L’affiche du film Sea Shadow
Contemplatif et lumineux est son deuxième long métrage qui prend le temps de la respiration pour dépeindre avec poésie l’amour naissant chez l’adolescent.
Comment filmer l’amour naissant chez les jeunes émiratis sans tomber dans le cliché et le démonstratif, mais rester toujours dans la pudeur et la fraîcheur que peut suggérer un tel sentiment? Tel est le thème central que développe le cinéaste Nawef El Djanahi, véritable enfant du Festival d’Oran du film arabe pour l’avoir vu grandir (façon de parler) en le fréquentant assidûment, quasiment depuis ses débuts. Le défaut d’un spectateur parfois est de vouloir intellectualiser un plan et de tenter d’en extraire ou le traduire par un message alors qu’il suffit de se laisser porter par l’histoire aussi complexe soit-elle.
Car le cinéma n’est rien d’autre que ça.

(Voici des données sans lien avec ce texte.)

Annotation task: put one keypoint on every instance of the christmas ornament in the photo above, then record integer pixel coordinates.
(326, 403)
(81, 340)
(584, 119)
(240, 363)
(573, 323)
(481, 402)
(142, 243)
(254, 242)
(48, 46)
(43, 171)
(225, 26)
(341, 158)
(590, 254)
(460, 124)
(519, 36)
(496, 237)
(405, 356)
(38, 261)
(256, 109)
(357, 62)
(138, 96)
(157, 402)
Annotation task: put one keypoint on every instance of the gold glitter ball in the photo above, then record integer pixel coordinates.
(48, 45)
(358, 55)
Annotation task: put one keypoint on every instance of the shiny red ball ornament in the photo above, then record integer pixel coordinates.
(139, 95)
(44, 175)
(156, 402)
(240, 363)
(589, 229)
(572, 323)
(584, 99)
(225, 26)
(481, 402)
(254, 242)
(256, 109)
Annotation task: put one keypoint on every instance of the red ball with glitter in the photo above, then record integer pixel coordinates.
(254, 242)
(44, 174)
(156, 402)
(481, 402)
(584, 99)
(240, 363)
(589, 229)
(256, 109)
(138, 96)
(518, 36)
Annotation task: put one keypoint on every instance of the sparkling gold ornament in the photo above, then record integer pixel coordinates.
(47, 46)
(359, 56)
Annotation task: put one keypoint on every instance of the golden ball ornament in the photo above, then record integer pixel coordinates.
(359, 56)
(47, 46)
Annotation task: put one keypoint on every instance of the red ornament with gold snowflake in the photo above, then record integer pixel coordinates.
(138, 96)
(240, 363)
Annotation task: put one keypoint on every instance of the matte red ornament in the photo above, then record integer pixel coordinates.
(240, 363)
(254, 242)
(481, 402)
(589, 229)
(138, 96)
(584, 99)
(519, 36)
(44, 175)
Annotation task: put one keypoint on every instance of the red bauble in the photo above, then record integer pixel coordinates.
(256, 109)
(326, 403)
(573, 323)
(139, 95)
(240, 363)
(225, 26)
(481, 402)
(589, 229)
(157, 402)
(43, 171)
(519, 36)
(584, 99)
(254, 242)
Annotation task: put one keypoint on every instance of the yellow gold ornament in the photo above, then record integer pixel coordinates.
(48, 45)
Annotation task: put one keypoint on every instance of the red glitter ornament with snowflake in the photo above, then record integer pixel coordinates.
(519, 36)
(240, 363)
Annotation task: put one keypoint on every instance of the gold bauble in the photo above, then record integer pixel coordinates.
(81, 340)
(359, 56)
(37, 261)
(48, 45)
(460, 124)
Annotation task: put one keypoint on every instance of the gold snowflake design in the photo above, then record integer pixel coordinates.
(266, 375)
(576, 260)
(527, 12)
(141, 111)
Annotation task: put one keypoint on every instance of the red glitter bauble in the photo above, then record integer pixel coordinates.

Dans Sea Shadow, deuxième long métrage du réalisateur Nawef El Djanahi,, le récit se déroule dans une région campagnarde avec comme protagonistes des personnages qui évoluent dans un milieu conservateur. Apres la mort de la mère, le père qui élève seul ses deux filles sombre dans le silence. Dur face à ses enfants, il impose une forme d’autorité sans pour autant communiquer avec ses enfants.
Dans cette cité populaire où l’existence semble morne, des adolescents feront à leur manière l’expérience de l’amour sentimental en s’aventurant dans ce terrain vierge sans connaître même déjà la couleur de son goût. Au rythme des conventions sociales, la jeune Kaltoum et son cousin Mansour, tout deux âgé de 16 ans, se connaissent par le biais du cercle familial. Si au départ Mansour commence à se demander c’est quoi l’amour et comment sait-on surtout qu’on est amoureux en pensant à Kaltoum, son attention est vite accaparée par une autre belle jeune fille, fortunée. Epris par son charme enjôleur, grande est sa déception quand il la verra sortir de sa maison en robe blanche… Distrait, le garçon ne sait plus où donner de la tête, lui qui voulait offrir une gourmette à sa cousine puis un parfum et des CD à l’autre…
L’adolescent veut plaire, séduire, éprouver de l’amour à l’âge ingrat où le coeur se met en émoi. Mais à côté de cette gentille histoire, Kaltoum cache un secret. Le coiffeur de son père, un Indien vraisemblablement, a tenté d’abuser d’elle. Ayant honte comme les filles de son âge, Kaltoum ne dit rien à son père jusqu’à l’arrivée de son grand frère parti vivre à Dubaï. C’est ce dernier qui ira venger l’honneur de sa soeur.Le poids des traditions étant dur, Kaltoum tente de se suicider, mais elle est empêchée par sa jeune soeur.
Un drame que le réalisateur souligne avec intelligence et qui témoigne ô combien de la difficulté des filles de dénoncer leurs agresseurs, surtout dans les pays arabes par peur du scandale. Au-delà de l’histoire toute naïve que tisse Nawef el Djanahi autour de ce groupe d’adolescents en mal d’amour, y compris paternel, il convient de mettre en exergue le rythme des plus doux qui caractérise le film.
A l’ombre de la mer. Aussi, son aura contemplative nous fait immerger dans l’âme tourmentée ou sereine de ces jeunes gens en pleine méditation devant l’écume de la mer. Sea Shadow nous plonge finalement dans les tréfonds abyssaux de l’humain rappelant la sagesse des anciens qui affirmaient que le bonheur se trouve souvent à notre porte, près de soi. Un peu nostalgique dans ses propos, le réalisateur a avoué que ce genre d’endroits tend aujourd’hui à disparaître car englouti par la modernité galopante des villes comme à Dubaï où la simplicité de la vie et des sentiments a été détrônée par la cupidité, l’envie et le profit. «Qui voudrions-nous qu’on soit?» se demande le réalisateur qui se plait toujours à dénoncer à travers ses films l’excès du développement technologique qui érige des barrières et accule l’individu à la solitude.. Son film n’est peut-être pas si naïf que ça… Sorti en 2011, il a eu le temps de faire la tournée des festivals internationaux avant de sortir bientôt en DVD.